So first the good news. The GCC printer first. This printer had been on the network for months and doing its stuff perfectly well. Then I upgraded to Snow Leopard and it disappeared. In this model - the GCC Elite XL 20/600 - you set the IP address as a static IP somewhere in the range that you are using. The printer had had the same static IP address for months. As part of the diagnostics around the problem I had checked the IP address and all the other settings multiple times. No other device was using that IP address or anything near it. All was well but still no printer.
Finally in one of those random and senseless acts I changed the IP address to another address in the range. Hey presto there was the printer, I could ping it, add it in the prefs and use it. There is no rational reason I can think of why this should have worked but hey, this is Snow Leopard. Still I now have a working printer.
The second breakthrough was with iSync. We have a Sony Ericsson W705a that we wanted to sync using iSync. We had been doing this under Leopard with no dramas. Snow Leopard said that it was a "non supported" phone or some similar language. I removed the Sony Ericsson plugins, downloaded them again (albeit the same version), installed them again and still nothing. I removed the phone from the "Phones" directory in the Library and then recreated it. I couldn't add the phone to iSync as a device. I searched the support discussions, restarted the computer, did everything I could think of. Then I stumbled on someone who had found that the permissions on the plugins directory were screwed up. So I went and had a look at that only to find that I had no permissions on that directory at all. I fixed that and that solved the problem. I could add and sync the phone!
Again this is a seemingly random event. I had been running these plugins under Leopard and syncing this phone.

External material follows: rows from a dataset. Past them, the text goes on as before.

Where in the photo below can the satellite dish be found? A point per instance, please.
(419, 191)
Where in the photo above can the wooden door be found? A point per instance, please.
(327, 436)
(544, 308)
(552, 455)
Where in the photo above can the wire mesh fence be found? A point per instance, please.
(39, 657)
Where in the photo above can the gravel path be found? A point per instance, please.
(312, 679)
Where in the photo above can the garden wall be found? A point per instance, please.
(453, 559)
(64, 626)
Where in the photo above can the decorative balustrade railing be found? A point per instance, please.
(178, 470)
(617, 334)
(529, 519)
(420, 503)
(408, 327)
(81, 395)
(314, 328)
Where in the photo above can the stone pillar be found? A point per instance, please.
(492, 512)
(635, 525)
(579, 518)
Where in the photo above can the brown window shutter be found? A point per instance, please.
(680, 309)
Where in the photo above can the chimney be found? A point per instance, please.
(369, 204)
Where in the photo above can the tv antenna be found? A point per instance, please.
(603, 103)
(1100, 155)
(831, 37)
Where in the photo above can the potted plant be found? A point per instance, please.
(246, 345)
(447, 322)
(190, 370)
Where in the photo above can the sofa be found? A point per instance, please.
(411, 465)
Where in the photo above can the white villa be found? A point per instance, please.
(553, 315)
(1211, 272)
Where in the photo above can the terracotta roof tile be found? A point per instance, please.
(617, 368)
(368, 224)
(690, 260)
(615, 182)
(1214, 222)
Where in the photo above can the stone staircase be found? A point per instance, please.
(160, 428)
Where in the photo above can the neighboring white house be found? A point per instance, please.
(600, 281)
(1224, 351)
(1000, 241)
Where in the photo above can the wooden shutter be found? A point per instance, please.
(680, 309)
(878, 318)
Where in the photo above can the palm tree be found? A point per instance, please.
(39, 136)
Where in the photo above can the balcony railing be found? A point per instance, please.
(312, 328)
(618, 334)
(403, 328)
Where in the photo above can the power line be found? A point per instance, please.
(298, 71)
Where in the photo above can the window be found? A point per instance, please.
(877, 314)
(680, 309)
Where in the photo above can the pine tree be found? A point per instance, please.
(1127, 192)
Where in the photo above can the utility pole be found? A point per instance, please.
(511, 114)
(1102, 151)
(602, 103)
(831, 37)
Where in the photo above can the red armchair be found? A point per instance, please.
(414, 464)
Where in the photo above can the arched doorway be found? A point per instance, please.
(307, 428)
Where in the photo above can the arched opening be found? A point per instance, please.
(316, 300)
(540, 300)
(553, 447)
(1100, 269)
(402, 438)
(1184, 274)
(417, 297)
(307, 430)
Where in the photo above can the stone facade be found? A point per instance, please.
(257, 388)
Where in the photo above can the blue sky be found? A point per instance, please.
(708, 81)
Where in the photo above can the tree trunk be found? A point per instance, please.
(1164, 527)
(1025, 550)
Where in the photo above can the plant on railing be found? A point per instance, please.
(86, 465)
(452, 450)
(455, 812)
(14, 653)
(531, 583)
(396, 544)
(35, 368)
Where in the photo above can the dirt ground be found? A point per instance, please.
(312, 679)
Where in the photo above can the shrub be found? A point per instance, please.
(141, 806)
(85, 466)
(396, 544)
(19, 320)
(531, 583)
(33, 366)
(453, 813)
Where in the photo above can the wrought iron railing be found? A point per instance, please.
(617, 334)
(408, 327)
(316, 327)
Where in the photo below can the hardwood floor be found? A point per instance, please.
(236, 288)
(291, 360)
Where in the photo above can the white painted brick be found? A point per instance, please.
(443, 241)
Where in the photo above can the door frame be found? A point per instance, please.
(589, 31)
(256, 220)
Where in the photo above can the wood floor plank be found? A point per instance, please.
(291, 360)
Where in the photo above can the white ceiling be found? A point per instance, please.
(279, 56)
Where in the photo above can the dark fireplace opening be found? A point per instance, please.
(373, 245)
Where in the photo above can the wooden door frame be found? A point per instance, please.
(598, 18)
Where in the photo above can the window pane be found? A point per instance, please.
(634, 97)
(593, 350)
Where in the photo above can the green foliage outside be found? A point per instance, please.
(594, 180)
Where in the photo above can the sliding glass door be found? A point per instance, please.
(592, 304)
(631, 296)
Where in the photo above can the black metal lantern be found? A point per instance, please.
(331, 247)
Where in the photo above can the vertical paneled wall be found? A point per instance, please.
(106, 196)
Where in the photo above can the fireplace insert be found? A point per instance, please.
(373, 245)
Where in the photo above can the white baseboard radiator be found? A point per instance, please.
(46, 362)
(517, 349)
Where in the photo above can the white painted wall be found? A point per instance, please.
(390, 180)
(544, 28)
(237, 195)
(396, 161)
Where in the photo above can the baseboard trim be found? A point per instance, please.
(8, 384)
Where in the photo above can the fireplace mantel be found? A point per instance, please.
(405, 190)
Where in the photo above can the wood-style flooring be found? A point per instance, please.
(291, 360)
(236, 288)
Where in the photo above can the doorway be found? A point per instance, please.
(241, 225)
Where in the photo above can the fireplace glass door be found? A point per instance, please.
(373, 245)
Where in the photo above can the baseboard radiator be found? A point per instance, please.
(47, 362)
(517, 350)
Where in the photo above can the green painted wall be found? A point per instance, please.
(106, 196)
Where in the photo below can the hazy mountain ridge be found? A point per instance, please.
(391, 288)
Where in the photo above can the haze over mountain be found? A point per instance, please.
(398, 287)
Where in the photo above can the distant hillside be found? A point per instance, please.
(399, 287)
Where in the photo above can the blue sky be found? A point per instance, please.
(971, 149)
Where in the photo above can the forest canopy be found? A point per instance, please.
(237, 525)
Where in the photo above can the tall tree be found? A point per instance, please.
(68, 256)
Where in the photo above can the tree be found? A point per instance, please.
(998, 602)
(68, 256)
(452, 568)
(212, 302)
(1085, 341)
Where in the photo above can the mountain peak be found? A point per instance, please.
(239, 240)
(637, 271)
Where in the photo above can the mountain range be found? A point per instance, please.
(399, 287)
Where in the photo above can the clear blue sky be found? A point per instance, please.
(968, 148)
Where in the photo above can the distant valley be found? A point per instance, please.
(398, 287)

I had repaired permissions after each install of anything but for some reason under Snow Leopard these permissions were stuffed up. Thanks to the anonymous person who had worked this out.
That's the good over with. I've also had further improvement by doubling the RAM on my laptop. Even though Snow Leopard has a smaller disk footprint than Leopard (well done Apple) it appears to need more RAM. What had been a marginal but OK setup under 10.5.8 refused to run with any stability in Snow Leopard. That and 10.6.1 seem to have fixed a couple of the stability problems I was suffering.
Now the ugly. The very ugly actually. The Mail app is totally stuffed under Snow Leopard for me and a lot of others. There is a vast sea of questions and complaints on the Apple support forums. The main problem is that Mail downloads multiple copies of the same email. It appeared to be mainly POP accounts but unfortunately IMAP accounts are similarly affected. My first alert to this was when I came home one afternoon to find tens of thousands of emails in my inbox and my monthly data allowance totally blown. Because I need web access to my mail from time to time, I keep a copy on the server. This has been working OK with the Mail app for years. I've got around 7,500 emails in one account and it worked perfectly.
Not under Snow Leopard. Mail now downloads copy after copy. I had thought that IMAP solved the problem but I came downstairs this morning to find my laptop in the middle of downloading 13,500 new emails. None of course were new.
I've done the whole bit, deleted accounts and created them again from scratch. Created new IMAP accounts, removed the POP accounts...on and on and on. I'm amongst friends though, many people are getting increasingly angry about this and about Apple's total lack of public response. Are you alive Apple, do you care about your users?
It's now almost a month since I upgraded and I haven't had working email for most of that time. I'm relying on my iPhone which is great for a two line response but hopeless for a detailed email.
Apple: you only have to get two things right - the browser and the mail app. We can live with anything else. All you have to do is fix Mail NOW and sit around a table with Adobe and fix the Flash plugin for Safari and our lives will return to near normal.